The BLM land represents Potmin’s next drilling phase and it will concern a 30 square mile (75 km. sq.) block of federal land. To this effect, the aforementioned public consultation period was encouraging results. Potmin advised that environmental groups presented seven comments from government agencies and from public and environmental groups. Significantly, during previous hearings, local Native American groups presented no comments or objections, easing the process. The fact that there are no wetlands, endangered species, critical vegetation, neighbors, archeological sites will ease the environmental evaluation process, enabling drilling.
Upon receiving the BLM permits, Potmin plans to drill four exploration holes in the 91,000 acre BLM zone. Potmin and its environmental consultant, Kleinfelder will now have to review the comments and make relevant changes – should any be required – to the October 25, BLM Environmental Assessment. So far, Potmin has received strong support from the State and the Company will be able to rely on good infrastructure to support its operations, including paved roads, railways as well as the necessary construction materials, mining services, industrial equipment and an experienced labor force. Potmin projects a production of some two million tons/year of high grade potash for a period ranging from 25 to 50 years. The receipt of rights has been an admittedly slow process according to Potmin’s management.
The Company expects to find high grades of sylvinite in this area and after the initial exploration drilling, based on the results it will determine whether or not to proceed with a request for a preference lease from the government. Potmin believes the investment and time are worth the effort, given its confidence in the value of the resource and its potential. While, there are large potash producers in the United States, Potmin notes that more than three quarters of the total potash used in the United States is imported from Canada, which means that its planned 2.5 million tons/year production would still only partially address US demand. The Potmin property is ideal for solution mining, whereby hot water is pumped in the ground to push up brine containing potash and NaCl (table salt), which is then separated through a process of heating, centrifuging and crystallizing, which also removes the water and recycles it with salt that is pushed back in the hole. Some of the salt can also be sold. Potmin says that this allows for a continuous process of ‘mine closure’, because the salt is recycled back the soil during the production phase itself, filling in the well.
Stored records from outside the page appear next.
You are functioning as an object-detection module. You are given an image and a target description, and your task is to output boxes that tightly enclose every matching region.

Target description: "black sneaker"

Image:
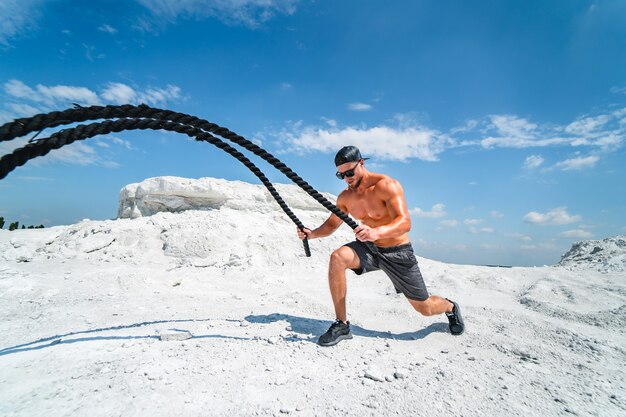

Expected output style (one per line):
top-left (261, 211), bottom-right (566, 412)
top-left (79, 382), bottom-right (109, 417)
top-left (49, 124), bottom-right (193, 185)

top-left (445, 299), bottom-right (465, 336)
top-left (318, 320), bottom-right (353, 346)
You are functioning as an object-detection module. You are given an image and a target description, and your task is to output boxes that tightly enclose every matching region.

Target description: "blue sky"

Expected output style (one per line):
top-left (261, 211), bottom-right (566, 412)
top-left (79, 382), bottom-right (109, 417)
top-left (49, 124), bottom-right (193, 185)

top-left (1, 0), bottom-right (625, 266)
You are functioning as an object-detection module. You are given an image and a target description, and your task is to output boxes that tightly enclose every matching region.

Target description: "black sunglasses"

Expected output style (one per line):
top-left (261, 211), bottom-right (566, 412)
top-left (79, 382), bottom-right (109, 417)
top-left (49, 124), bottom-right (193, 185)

top-left (335, 161), bottom-right (361, 180)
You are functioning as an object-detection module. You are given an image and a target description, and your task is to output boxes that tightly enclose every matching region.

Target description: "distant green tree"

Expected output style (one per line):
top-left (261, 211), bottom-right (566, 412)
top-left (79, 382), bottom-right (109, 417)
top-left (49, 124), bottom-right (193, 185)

top-left (21, 225), bottom-right (25, 229)
top-left (0, 217), bottom-right (4, 229)
top-left (9, 221), bottom-right (19, 231)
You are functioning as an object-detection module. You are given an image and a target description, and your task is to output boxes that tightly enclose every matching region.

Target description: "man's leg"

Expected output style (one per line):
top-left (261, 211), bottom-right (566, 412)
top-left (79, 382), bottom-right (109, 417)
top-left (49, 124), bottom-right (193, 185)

top-left (408, 296), bottom-right (465, 335)
top-left (407, 296), bottom-right (453, 316)
top-left (328, 246), bottom-right (361, 322)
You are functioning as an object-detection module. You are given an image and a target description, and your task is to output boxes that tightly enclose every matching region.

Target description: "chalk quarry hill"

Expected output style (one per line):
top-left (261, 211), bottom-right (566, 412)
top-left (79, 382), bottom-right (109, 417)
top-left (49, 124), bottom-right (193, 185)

top-left (0, 176), bottom-right (625, 417)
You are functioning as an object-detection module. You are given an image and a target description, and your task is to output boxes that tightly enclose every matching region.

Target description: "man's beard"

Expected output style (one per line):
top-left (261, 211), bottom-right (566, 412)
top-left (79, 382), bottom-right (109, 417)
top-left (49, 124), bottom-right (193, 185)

top-left (348, 178), bottom-right (362, 189)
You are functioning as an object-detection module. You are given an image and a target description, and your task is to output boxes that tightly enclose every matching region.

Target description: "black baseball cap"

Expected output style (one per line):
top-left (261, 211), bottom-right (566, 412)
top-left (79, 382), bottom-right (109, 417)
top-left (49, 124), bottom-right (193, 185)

top-left (334, 146), bottom-right (370, 166)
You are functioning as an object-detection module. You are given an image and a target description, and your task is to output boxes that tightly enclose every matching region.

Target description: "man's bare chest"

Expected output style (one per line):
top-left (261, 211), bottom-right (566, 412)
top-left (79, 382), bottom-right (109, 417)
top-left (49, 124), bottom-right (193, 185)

top-left (345, 191), bottom-right (389, 222)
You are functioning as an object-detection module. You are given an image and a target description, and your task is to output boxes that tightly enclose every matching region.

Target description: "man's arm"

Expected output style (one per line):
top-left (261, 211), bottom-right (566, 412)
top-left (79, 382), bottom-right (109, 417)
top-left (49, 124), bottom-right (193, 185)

top-left (354, 178), bottom-right (411, 242)
top-left (297, 195), bottom-right (349, 240)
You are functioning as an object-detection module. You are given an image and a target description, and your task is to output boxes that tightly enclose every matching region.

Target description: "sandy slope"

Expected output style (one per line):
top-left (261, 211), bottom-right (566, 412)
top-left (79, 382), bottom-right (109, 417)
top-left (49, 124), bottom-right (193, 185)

top-left (1, 183), bottom-right (625, 417)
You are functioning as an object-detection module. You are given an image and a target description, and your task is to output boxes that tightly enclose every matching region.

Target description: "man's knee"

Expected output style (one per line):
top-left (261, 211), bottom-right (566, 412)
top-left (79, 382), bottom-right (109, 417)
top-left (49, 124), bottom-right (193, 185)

top-left (329, 246), bottom-right (356, 270)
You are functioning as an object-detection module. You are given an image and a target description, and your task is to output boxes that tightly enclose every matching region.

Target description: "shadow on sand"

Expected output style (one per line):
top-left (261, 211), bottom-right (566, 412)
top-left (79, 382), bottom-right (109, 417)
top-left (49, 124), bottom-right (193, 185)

top-left (0, 313), bottom-right (448, 356)
top-left (245, 313), bottom-right (448, 343)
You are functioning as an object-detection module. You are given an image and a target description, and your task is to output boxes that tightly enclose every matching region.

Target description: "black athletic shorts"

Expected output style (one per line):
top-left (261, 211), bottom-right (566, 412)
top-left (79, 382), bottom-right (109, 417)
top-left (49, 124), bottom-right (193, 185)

top-left (344, 240), bottom-right (429, 301)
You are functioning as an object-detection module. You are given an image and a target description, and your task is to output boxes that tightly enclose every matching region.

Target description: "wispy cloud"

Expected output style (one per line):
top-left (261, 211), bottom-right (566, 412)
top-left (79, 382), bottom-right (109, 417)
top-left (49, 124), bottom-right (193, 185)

top-left (469, 226), bottom-right (494, 234)
top-left (4, 79), bottom-right (101, 107)
top-left (348, 102), bottom-right (373, 111)
top-left (524, 154), bottom-right (544, 169)
top-left (98, 24), bottom-right (118, 34)
top-left (464, 218), bottom-right (483, 225)
top-left (523, 207), bottom-right (581, 225)
top-left (411, 203), bottom-right (447, 218)
top-left (440, 219), bottom-right (459, 228)
top-left (559, 229), bottom-right (593, 239)
top-left (610, 85), bottom-right (626, 95)
top-left (135, 0), bottom-right (299, 28)
top-left (2, 79), bottom-right (182, 118)
top-left (101, 82), bottom-right (181, 106)
top-left (0, 0), bottom-right (44, 46)
top-left (459, 109), bottom-right (626, 153)
top-left (554, 155), bottom-right (599, 171)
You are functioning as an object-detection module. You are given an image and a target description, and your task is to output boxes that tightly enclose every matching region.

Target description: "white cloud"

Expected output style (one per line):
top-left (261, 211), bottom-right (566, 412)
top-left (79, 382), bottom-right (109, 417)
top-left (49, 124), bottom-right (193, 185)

top-left (348, 102), bottom-right (372, 111)
top-left (136, 0), bottom-right (299, 28)
top-left (101, 83), bottom-right (137, 103)
top-left (480, 115), bottom-right (563, 148)
top-left (274, 105), bottom-right (625, 163)
top-left (610, 85), bottom-right (626, 95)
top-left (30, 142), bottom-right (101, 167)
top-left (440, 219), bottom-right (459, 228)
top-left (98, 24), bottom-right (118, 34)
top-left (4, 79), bottom-right (101, 107)
top-left (321, 117), bottom-right (337, 127)
top-left (7, 102), bottom-right (42, 117)
top-left (464, 218), bottom-right (482, 225)
top-left (139, 85), bottom-right (182, 106)
top-left (559, 229), bottom-right (593, 239)
top-left (280, 122), bottom-right (452, 162)
top-left (469, 226), bottom-right (495, 234)
top-left (565, 114), bottom-right (611, 136)
top-left (554, 155), bottom-right (599, 171)
top-left (37, 83), bottom-right (101, 105)
top-left (489, 211), bottom-right (504, 218)
top-left (524, 154), bottom-right (544, 169)
top-left (411, 203), bottom-right (446, 218)
top-left (280, 82), bottom-right (293, 90)
top-left (3, 80), bottom-right (182, 115)
top-left (460, 109), bottom-right (626, 152)
top-left (523, 207), bottom-right (581, 225)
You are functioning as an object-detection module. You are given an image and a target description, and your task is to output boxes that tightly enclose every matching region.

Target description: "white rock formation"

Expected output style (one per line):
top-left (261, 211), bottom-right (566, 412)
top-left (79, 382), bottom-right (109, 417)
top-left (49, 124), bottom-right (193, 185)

top-left (117, 176), bottom-right (337, 219)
The area targeted by PotMin was previously explored for oil and gas deposits and features 38 historic oil & gas drill holes. The current resource estimates are based exclusively on the state lease lands; additional resources will only be included upon PotMin secures a Federal prospecting permit. That said the preliminary results have been favorable with the presence of potassium chloride mineralization (KCl) of between 23.7% and 25.3 %, indicating a strong potential for the presence of mineable sylvinite. Some areas also featured carnalite (KMgCl3·6(H2O)), which can be used to produce potash through an evaporation process in order to remove the magnesium chloride. Potmin has already identified the crucial water source, which is at the heart of the solution mining technique; the fact that it is non-potable water, from an on-site source, should also ease environmental and community concerns. Potmin has a unique combination of a massive potash resource coupled with onsite water, gas, electric and transportation to nearby U.S. markets.